WHERE ("project_repository_states"."repository_verification_checksum" IS NULL
AND "project_repository_states"."last_repository_verification_failure" IS NULL
OR "project_repository_states"."wiki_verification_checksum" IS NULL
AND "project_repository_states"."last_wiki_verification_failure" IS NULL)
ORDER BY
projects.last_repository_updated_at ASC NULLS LAST
LIMIT 1000;
The problem with the query above is that we do not filter projects that have wiki disabled:
[ stg ] production> finder = Geo::RepositoryVerificationFinder.new
[ stg ] production> project = finder.find_outdated_projects(batch_size: 1000).take
=> #<Project id:3063907>
[ stg ] production> project.repository_state.repository_checksum_outdated?
=> false
[ stg ] production> project.repository_state.wiki_checksum_outdated?
=> false
[ stg ] production> project.repository_state
=> #<ProjectRepositoryState id: 4, project_id: 3063907, repository_verification_checksum: "0000000000000000000000000000000000000000", wiki_verification_checksum: nil, last_repository_verification_failure: nil, last_wiki_verification_failure: nil>
[ stg ] production> project.wiki_enabled?
=> false
When we have 1000 projects with wiki disabled, we'll always query the same 1000 projects, never moving forward. This happens because we skip the checksum verification for the wiki repository when the project has wiki disabled:
def perform(project_id)
return unless Gitlab::Geo.primary?
@project = Project.find_by(id: project_id)
return if project.nil? || project.pending_delete?
try_obtain_lease do
calculate_repository_checksum if repository_state.repository_checksum_outdated?
calculate_wiki_checksum if repository_state.wiki_checksum_outdated? # <= HERE
end
end
https://gitlab.com/gitlab-org/gitlab-ee/blob/master/ee/app/models/project_repository_state.rb#L26-30
def wiki_checksum_outdated?
return false unless project.wiki_enabled?
wiki_verification_checksum.nil?
end
Possible fixes
We have two ways to solve this:
- Filter out projects that have wiki disabled when querying the database for projects that checksum is outdated.
- Remove the guard clause from
wiki_checksum_outdated?
this way we will give them the dummy checksum.
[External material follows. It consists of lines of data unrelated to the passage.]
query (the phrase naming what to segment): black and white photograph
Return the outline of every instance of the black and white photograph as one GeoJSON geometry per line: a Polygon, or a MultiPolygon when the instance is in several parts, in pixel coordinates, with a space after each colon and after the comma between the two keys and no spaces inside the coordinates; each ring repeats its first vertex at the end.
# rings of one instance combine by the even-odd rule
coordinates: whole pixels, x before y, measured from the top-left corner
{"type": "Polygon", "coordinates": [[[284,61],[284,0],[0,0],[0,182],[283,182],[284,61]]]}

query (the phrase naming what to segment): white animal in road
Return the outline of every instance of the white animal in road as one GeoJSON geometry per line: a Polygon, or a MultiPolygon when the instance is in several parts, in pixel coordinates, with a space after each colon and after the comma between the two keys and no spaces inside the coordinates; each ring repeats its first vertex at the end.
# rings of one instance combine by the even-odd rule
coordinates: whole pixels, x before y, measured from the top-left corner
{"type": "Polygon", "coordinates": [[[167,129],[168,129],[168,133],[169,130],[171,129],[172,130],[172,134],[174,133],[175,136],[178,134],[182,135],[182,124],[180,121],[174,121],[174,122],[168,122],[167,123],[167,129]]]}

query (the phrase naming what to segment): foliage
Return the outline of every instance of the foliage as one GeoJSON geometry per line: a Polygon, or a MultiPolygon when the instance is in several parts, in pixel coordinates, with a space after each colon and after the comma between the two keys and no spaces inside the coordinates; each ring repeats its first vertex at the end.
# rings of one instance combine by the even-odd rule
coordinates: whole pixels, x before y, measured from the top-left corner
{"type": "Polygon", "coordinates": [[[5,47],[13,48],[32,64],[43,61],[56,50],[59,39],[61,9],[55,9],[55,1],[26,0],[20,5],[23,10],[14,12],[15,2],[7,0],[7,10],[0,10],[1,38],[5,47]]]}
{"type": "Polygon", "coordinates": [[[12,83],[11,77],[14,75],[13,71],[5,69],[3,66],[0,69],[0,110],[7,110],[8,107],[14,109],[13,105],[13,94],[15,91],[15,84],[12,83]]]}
We should also clear the wiki checksum when the project have the wiki re-enabled.
I think that the first option can increase the time that query runs on the primary node and add a potential data loss because we don't remove the repository from the disk when we disable the wiki for a project. I vote for the latter this way we can ensure both nodes have the same content.